Pişkin (1989), araştırmasında, empati, kaygı, kişiler arası çatışma eğilimi arasındaki ilişkiyi incelemiştir. Araştırma örneklemini, Ankara Üniversitesi Eğitim Bilimleri Fakültesi Eğitimde Psikolojik Hizmetler Bölümü’nde okuyan 118 öğrenci oluşturmuştur. Çalışmada, Empatik Eğilim Ölçeği (Dökmen, 1998), Çatışma Eğilimi Ölçeği (Dökmen, 1986), Sürekli Kaygı Envanteri (Öner ve Le Comte, 1985) kullanmıştır. Araştırmanın sonucunda, öğrencilerin sürekli kaygı puanları ile çatışma puanları arasında pozitif yönde bir ilişki, sürekli kaygı ve çatışma eğilimi puanları ile empatik eğilim puanları arasında ise negatif bir ilişki olduğu tespit edilmiştir.

Chalmers ve Townsend (1990), çalışmasında uyumsuz kız çocukları için rol alma ve sosyal bakış açısı alma becerisinin geliştirilmesine yönelik olarak uygulanan eğitim programının etkilerini incelemişlerdir. Çalışmanın örneklemini, ıslahevinde kalmakta olan 10- 16 yaş arasında 16 kız çocuğu oluşturmuştur. 15 oturumluk program 40 hafta sürmüştür. Araştırmada, Sosyal Bakış Açısı Alma (Chansler, 1971, 1972, 1973), Kişiler Arası Problem Çözme Ölçeği (Cohen ve Klein, 1968) kullanmıştır. Rol oynama eğitimine katılan kızların sosyal bakış açısı alma, problem çözme ve prososyal davranışlarda pozitif yönde artış olduğu saptanmıştır.
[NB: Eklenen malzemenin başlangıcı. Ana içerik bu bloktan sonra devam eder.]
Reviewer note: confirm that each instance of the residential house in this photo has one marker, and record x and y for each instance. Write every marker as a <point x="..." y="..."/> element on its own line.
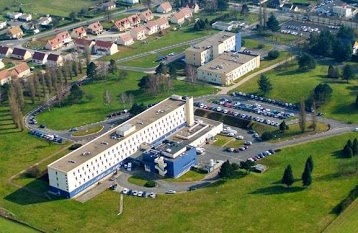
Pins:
<point x="275" y="3"/>
<point x="78" y="33"/>
<point x="21" y="54"/>
<point x="125" y="39"/>
<point x="122" y="25"/>
<point x="44" y="21"/>
<point x="25" y="17"/>
<point x="177" y="18"/>
<point x="162" y="23"/>
<point x="18" y="71"/>
<point x="131" y="2"/>
<point x="2" y="24"/>
<point x="107" y="6"/>
<point x="105" y="47"/>
<point x="138" y="33"/>
<point x="15" y="32"/>
<point x="13" y="15"/>
<point x="187" y="12"/>
<point x="164" y="8"/>
<point x="134" y="20"/>
<point x="355" y="48"/>
<point x="81" y="44"/>
<point x="60" y="40"/>
<point x="194" y="7"/>
<point x="54" y="60"/>
<point x="5" y="51"/>
<point x="95" y="28"/>
<point x="152" y="27"/>
<point x="146" y="15"/>
<point x="39" y="58"/>
<point x="289" y="7"/>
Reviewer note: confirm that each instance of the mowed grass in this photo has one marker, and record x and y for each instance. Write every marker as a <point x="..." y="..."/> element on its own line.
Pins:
<point x="8" y="226"/>
<point x="156" y="42"/>
<point x="94" y="110"/>
<point x="346" y="222"/>
<point x="43" y="7"/>
<point x="291" y="85"/>
<point x="151" y="60"/>
<point x="259" y="201"/>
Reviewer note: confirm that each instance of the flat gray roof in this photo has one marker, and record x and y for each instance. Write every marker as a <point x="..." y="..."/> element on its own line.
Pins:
<point x="97" y="146"/>
<point x="227" y="62"/>
<point x="215" y="39"/>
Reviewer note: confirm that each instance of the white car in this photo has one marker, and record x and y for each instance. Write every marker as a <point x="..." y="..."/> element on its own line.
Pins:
<point x="125" y="191"/>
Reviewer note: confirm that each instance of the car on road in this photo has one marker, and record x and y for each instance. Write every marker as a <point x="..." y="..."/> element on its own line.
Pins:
<point x="170" y="192"/>
<point x="125" y="191"/>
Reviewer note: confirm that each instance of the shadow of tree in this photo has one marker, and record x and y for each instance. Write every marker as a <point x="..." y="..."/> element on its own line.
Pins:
<point x="277" y="189"/>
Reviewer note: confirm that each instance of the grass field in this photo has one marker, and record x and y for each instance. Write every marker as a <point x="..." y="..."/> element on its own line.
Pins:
<point x="346" y="222"/>
<point x="8" y="226"/>
<point x="94" y="110"/>
<point x="280" y="208"/>
<point x="172" y="37"/>
<point x="291" y="85"/>
<point x="42" y="7"/>
<point x="150" y="60"/>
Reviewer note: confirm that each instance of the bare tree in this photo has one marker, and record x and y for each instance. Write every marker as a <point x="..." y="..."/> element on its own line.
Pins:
<point x="190" y="72"/>
<point x="107" y="98"/>
<point x="302" y="116"/>
<point x="124" y="99"/>
<point x="87" y="54"/>
<point x="31" y="88"/>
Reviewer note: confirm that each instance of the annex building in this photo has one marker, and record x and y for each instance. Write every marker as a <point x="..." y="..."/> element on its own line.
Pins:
<point x="228" y="67"/>
<point x="171" y="120"/>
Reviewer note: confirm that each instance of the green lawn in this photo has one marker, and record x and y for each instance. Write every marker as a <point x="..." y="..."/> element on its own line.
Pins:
<point x="8" y="226"/>
<point x="137" y="180"/>
<point x="291" y="85"/>
<point x="150" y="60"/>
<point x="156" y="42"/>
<point x="257" y="200"/>
<point x="42" y="7"/>
<point x="190" y="176"/>
<point x="346" y="222"/>
<point x="94" y="110"/>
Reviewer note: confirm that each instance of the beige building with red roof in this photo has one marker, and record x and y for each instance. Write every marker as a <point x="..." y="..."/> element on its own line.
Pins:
<point x="95" y="28"/>
<point x="164" y="8"/>
<point x="125" y="39"/>
<point x="105" y="47"/>
<point x="122" y="25"/>
<point x="163" y="23"/>
<point x="146" y="15"/>
<point x="79" y="33"/>
<point x="138" y="33"/>
<point x="15" y="32"/>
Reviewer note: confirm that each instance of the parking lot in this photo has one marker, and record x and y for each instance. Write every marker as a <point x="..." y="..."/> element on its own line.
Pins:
<point x="250" y="107"/>
<point x="303" y="29"/>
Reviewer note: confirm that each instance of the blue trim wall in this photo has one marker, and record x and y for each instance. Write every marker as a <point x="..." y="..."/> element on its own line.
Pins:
<point x="110" y="170"/>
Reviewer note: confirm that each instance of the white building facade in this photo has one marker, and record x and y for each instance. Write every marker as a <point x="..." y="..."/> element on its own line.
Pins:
<point x="83" y="168"/>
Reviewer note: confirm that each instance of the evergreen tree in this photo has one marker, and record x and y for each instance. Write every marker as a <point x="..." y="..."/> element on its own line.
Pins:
<point x="355" y="147"/>
<point x="309" y="162"/>
<point x="287" y="178"/>
<point x="306" y="176"/>
<point x="264" y="84"/>
<point x="273" y="24"/>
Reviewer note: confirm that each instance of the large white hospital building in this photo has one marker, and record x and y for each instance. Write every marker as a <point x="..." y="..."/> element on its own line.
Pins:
<point x="83" y="168"/>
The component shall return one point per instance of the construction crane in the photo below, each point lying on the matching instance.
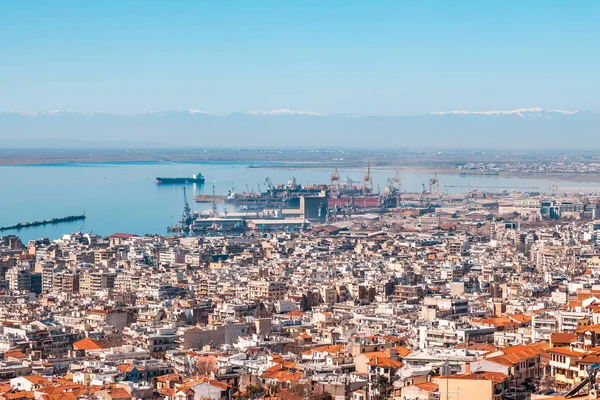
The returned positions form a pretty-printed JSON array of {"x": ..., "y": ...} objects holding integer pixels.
[
  {"x": 269, "y": 183},
  {"x": 396, "y": 180},
  {"x": 335, "y": 177},
  {"x": 214, "y": 212},
  {"x": 186, "y": 216},
  {"x": 434, "y": 182},
  {"x": 368, "y": 178}
]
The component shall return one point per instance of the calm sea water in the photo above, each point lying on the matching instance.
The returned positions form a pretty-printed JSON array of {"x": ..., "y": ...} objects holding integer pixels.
[{"x": 123, "y": 197}]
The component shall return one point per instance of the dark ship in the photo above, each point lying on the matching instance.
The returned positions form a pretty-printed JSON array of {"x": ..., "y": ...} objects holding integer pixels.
[{"x": 197, "y": 178}]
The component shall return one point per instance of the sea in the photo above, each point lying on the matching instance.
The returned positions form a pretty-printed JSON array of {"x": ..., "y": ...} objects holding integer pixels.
[{"x": 123, "y": 197}]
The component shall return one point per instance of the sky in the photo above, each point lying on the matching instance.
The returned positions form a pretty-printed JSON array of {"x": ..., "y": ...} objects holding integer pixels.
[{"x": 361, "y": 57}]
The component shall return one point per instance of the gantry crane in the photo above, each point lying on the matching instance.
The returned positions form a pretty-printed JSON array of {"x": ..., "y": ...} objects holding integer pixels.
[
  {"x": 395, "y": 180},
  {"x": 269, "y": 184},
  {"x": 368, "y": 178},
  {"x": 334, "y": 182},
  {"x": 434, "y": 182},
  {"x": 186, "y": 216}
]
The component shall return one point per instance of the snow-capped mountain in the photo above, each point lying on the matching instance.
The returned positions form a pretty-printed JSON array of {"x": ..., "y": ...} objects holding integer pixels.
[
  {"x": 521, "y": 112},
  {"x": 285, "y": 112},
  {"x": 521, "y": 128}
]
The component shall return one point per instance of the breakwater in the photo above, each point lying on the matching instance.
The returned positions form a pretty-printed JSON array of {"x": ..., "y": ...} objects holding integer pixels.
[{"x": 52, "y": 221}]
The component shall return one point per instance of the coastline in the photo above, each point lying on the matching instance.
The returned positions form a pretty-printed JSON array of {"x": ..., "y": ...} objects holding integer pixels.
[{"x": 356, "y": 161}]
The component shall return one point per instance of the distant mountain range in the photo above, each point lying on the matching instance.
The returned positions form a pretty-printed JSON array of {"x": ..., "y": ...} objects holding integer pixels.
[{"x": 514, "y": 129}]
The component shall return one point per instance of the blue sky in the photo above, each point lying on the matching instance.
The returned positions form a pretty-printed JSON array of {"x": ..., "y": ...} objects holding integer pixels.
[{"x": 367, "y": 57}]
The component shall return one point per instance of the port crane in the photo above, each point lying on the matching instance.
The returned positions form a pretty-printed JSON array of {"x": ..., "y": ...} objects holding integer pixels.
[
  {"x": 394, "y": 185},
  {"x": 186, "y": 216},
  {"x": 368, "y": 178},
  {"x": 335, "y": 177},
  {"x": 434, "y": 182},
  {"x": 269, "y": 183}
]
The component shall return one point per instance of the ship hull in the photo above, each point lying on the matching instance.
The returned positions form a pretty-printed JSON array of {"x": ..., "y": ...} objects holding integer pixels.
[{"x": 171, "y": 181}]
Dinçer (1995), çalışmasını anaokuluna devam eden 5 yaş grubu çocuklara kişilerarası problem çözme becerilerinin kazandırılmasında eğitimin etkisini incelemek amacıyla yapmıştır. Araştırmasını, 1994 yılı TC Ziraat Bankası Kreş ve Yuvası’ na devam eden 5 yaş grubu çocuklarından 34 kız, 40 erkek olmak üzere 74 çocuk ile yürütmüştür. Bu çocukların 15’i kız, 23’ü erkek olmak üzere 38’ i deney grubunu, 19’u kız, 17’si erkek olmak üzere 36’sı kontrol grubunu oluşturmuştur. Araştırmanın ön test ve son testinde orijinal adı Preschool Interpersonal Problem Solving Test (PIPS) olan Okul Öncesi Kişiler Arası Problem Çözme Testi, eğitim aşamasında ise orijinal adı An Interpersonal Cognitive Problem Solving Program- I Can Problem Solve (ICPS) olan Ben Sorun Çözebilirim (BSÇ) eğitimi kullanılmıştır. Çalışmaya katılan her bir çocuk için “Aile Bilgi Formu” doldurulmuştur. Araştırmanın sonunda deney grubunun akran- anne problem çözme ve kategori kullanma sayılarında artış olduğu saptanmıştır. Sonuçta problem çözmede eğitimin etkililiği görülmüştür. Çocukların anne- baba öğrenim, kardeşi olma durumları ve anaokuluna devam etme süreleri ile problem çözme puanları arasında kuvvetli ilişkiye rastlanmamıştır. Araştırmaya alınan çocukların akran- anne problem durumuna verdikleri çözüm sayısı, kullandıkları kategori sayısı, deney ve kontrol gruplarının ön test- son test puanları cinsiyete göre farklılaşmamaktadır. Yalnızca anne problem durumuna verilen çözüm sayısı deney grubu son teste kızların daha yüksek puan aldığı saptanmıştır.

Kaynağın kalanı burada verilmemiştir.